Nas aulas de educação física ele cismou que queria ser goleiro e, jogando-se nas bolas do jeito dele, no tempo dele, aprendeu uma forma – a sua maneira – de evitar os gols. Depois de tantos anos ao lado dele, os amigos já tinham aprendido que Rodrigo tem um jeito próprio de fazer as coisas e admiraram sua persistência.

Um dia, Rodrigo apareceu na escola com umas luvas amarelas de borracha, dessas de lavar louça, porque um bom goleiro precisa usar luvas e foram essas as únicas luvas que ele arranjou.

Os amigos, garotos entre seus 14 e 15 anos, resolveram dar uma melhora no equipamento de Rodrigo.

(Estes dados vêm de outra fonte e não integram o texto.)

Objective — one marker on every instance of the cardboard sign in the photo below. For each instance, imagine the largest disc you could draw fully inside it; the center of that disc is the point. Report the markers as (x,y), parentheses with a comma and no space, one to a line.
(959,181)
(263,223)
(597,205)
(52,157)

O vídeo da cena já ganhou o mundo, circulando na velocidade de um vírus tropical a derreter o coração até dos mais broncos: Rodrigo sentado na cadeira da sala com suas luvas improvisadas, os amigos se aproximando para cercá-lo, um professor arrancando uma das luvas de Rodrigo e rasgando um dos dedos, Rodrigo não entendendo nada, outro aluno rasgando a luva ainda mais, alguém perguntando se a luva ainda serve, Rodrigo dizendo que serve, todo mundo respondendo: “Não, Rodrigo, não serve!”, mas para Rodrigo parece que mesmo uma luva rasgada é uma luva.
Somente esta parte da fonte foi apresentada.